A raíz del caso Fukushima, la crisis nuclear se está dejando notar en centrales de todo el globo. Incluso las imaginarias. La central de Springfield es ahora motivo de dudas en países como Alemania, Suiza o Austria. No porque teman que vaya a reventar, sino porque creen que algún chascarrillo de Los Simpson podría herir sensibilidades en este momento. Razón por la algunos canales de televisión de esos países han optado por eliminar de la programación los episodios con mayor presencia de tu energía amiga.

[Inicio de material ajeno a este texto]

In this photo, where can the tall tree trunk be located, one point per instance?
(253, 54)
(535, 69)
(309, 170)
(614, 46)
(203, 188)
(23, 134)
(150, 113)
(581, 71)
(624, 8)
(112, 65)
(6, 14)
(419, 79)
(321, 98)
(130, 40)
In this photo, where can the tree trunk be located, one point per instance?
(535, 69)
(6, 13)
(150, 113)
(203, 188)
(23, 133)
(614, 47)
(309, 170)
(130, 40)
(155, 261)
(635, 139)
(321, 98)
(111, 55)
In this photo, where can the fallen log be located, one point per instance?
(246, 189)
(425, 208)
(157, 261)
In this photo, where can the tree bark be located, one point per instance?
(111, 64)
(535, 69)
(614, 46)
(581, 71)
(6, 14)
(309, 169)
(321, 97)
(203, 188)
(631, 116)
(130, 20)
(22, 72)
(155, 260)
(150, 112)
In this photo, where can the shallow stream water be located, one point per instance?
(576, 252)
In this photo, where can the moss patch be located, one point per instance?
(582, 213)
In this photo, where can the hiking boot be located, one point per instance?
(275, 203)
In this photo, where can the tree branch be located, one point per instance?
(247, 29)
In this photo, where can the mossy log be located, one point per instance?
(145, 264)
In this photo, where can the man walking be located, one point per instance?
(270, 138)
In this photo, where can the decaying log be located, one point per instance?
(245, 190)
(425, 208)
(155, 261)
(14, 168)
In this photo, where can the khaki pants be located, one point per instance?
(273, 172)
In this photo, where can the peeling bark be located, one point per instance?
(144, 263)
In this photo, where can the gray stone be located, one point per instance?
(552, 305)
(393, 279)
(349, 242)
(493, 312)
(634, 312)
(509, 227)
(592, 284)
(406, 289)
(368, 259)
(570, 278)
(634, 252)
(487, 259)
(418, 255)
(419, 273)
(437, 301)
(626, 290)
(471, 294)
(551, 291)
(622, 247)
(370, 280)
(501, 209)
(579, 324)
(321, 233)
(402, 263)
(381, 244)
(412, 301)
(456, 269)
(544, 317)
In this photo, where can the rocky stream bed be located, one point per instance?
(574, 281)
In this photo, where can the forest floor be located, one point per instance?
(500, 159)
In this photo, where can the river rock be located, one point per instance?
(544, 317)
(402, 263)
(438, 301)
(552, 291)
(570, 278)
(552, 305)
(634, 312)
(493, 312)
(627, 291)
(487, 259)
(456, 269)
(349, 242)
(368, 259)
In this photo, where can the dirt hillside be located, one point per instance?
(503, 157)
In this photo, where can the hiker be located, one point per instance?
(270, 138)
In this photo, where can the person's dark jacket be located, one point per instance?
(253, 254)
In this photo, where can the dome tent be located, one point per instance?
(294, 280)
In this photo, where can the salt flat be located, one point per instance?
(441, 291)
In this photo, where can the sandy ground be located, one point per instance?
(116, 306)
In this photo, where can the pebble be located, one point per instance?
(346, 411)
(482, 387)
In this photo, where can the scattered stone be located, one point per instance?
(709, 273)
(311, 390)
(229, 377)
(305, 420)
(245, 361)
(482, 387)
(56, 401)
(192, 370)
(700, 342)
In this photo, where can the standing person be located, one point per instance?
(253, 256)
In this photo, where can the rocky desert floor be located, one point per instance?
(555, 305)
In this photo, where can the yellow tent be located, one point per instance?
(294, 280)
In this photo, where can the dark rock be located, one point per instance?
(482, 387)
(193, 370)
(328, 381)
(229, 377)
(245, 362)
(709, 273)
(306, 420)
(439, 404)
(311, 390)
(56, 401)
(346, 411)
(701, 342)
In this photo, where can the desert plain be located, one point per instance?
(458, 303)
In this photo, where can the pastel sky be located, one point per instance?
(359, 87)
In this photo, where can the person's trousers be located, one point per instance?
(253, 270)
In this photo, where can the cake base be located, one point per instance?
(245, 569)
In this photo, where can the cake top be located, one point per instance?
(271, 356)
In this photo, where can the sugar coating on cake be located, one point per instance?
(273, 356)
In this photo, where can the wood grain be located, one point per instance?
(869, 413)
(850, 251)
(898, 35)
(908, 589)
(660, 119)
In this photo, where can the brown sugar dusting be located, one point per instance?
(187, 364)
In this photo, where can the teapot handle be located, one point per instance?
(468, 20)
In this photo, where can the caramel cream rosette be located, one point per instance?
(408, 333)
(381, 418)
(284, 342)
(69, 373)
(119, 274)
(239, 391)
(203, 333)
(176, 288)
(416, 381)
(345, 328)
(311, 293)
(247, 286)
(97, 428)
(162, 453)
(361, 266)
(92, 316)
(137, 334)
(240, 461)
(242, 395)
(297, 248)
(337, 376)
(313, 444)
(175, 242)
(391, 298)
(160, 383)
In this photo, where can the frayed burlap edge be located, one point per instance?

«Emitir ahora un capítulo en el que la central nuclear explotara sería inoportuno», aseguró un portavoz de la SRF. Bueno, sí; no decimos que esté mal, pero siembra un precedente peligroso. No vamos a dejar de emitir CSI los días en que haya muerto alguien en alguna parte.
Resignación, pues. Hay quien dice que no hay chistes prohibidos: solo hay lugares y momentos inoportunos. Podemos estar de acuerdo en que es mal momento para chistes de centrales nucleares. El artículo de Manda Güevos que publicamos hoy será casi el último. Era demasiado bueno para guardárnoslo.